You can find the number of 550 Euros per hectolitre (23 US$/Gal) of pure alcohol as consumption tax in the EU. However, this has nothing to do with customs duties. It's just the minimal value member states should set for their consumption tax. In Germany, for example, it is 1,303 euros per hl of pure alcohol (55US$/Gal). Whisky exempt from the consumption tax in the country of origin when it is exported. Only the target country adds its individual consumption tax on the whisky. Since this tax is raised by the customs authorities, there are often misunderstandings. 

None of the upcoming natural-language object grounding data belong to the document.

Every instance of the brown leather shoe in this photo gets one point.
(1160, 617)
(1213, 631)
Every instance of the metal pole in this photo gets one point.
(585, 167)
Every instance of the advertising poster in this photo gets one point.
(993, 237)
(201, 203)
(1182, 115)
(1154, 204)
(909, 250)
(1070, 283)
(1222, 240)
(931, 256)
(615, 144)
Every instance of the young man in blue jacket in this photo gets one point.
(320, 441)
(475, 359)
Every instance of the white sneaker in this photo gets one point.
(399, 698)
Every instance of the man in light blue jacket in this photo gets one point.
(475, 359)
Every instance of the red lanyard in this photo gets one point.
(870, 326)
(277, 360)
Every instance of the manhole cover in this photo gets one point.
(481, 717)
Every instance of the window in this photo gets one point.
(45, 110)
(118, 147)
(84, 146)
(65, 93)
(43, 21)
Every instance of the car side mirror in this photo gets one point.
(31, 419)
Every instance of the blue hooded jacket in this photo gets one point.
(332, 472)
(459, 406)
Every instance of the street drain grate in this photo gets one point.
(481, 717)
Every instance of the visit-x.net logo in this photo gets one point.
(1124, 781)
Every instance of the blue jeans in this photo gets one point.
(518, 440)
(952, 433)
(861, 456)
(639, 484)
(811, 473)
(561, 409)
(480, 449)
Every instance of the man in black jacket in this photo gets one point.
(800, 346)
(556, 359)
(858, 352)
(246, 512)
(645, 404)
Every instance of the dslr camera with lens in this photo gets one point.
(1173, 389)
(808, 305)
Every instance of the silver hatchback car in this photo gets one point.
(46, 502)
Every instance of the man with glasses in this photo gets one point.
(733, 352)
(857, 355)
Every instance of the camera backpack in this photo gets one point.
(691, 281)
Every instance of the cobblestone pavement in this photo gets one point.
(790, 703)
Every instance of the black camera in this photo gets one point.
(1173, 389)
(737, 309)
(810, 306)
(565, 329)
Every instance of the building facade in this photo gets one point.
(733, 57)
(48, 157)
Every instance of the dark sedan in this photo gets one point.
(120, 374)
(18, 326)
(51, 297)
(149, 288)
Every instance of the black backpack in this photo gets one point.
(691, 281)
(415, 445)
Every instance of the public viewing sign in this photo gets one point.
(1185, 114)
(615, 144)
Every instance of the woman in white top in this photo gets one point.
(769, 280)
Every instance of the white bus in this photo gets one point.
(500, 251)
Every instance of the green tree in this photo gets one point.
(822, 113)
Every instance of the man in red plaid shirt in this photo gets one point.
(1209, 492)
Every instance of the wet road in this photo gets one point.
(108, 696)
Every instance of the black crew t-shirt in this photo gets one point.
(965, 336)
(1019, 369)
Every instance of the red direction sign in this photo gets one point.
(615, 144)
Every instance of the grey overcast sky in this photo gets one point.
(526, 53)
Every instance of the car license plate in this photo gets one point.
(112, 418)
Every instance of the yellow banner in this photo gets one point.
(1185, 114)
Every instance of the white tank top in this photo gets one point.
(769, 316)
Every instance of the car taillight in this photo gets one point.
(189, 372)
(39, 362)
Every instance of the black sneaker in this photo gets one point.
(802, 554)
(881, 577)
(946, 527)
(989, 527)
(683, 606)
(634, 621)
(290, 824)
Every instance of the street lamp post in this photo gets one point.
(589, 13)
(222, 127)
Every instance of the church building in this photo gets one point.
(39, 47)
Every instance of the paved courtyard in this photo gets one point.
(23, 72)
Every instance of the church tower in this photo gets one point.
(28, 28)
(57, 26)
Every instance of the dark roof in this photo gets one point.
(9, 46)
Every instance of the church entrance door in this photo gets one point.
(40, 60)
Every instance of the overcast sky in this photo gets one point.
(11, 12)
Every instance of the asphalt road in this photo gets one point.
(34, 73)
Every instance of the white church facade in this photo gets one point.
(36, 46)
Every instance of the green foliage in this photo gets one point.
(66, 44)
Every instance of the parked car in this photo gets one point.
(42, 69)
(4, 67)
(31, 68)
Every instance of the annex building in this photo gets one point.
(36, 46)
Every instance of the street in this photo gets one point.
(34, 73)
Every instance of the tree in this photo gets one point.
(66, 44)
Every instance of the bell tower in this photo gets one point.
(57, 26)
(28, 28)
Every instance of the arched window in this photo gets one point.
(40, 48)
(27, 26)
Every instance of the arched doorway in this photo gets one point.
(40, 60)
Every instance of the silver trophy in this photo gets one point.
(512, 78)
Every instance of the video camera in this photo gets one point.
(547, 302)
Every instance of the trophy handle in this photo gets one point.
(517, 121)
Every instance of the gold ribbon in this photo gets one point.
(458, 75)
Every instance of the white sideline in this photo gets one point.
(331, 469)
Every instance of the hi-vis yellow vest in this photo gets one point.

In the coming two years (or rather three years), the EU and the UK will negotiate the details of Britain's exit and will conclude adequate trade agreements. There are several examples. Norway, for instance, belongs to the European Economic Area (EEA). With Switzerland, on the other hand, there are a lot of bilateral agreements. Canada and the EU negotiated the CETA agreement, and Turkey and the EU are in a customs union and don't levy duties. All these agreements have one thing in common: custom duties are reduced significantly or avoided altogether in order to boost trade. This will most likely also apply to whisky. After all, beside oil, whisky is one of the most important export goods of Great Britain. But even if customs duties were to be levied, on average they are between 2.5% and 3.5% for imports from all over the world into the EU - nothing that couldn't be compensated by a weaker pound. 

At the moment import prices for whisky on the continent are falling, since the pound has fallen and the UK is still in the EU. But the difference won't affect whisky prices immediately. Since the major part of goods is only moved between branches of corporations, their internal fixed exchange rate applies, which is an important internal financial figure. Companies don't like changing this exchange rate because the automatic, internal clearing would become much more complicated. This rate is typically adjusted once a year. That's why you shouldn't expect great changes in whisky prices in the EU within a year. 

However, cautious people should stock up on whisky soon. Changes always carry risks with them, too. Those a bit more willing to take risks, however, may well wait, since there may be the chance of reduced prices if the exchange rate keeps sinking. 

I myself don't worry much about the Brexit. The normal people in Great Britain are just as nice as the people in the rest of the EU. And nice people always find a way to exchange goods. Prosperity can only be created by division of labour and by trading. On this basis we can enjoy the fruits of our labour together, which for us is whisky.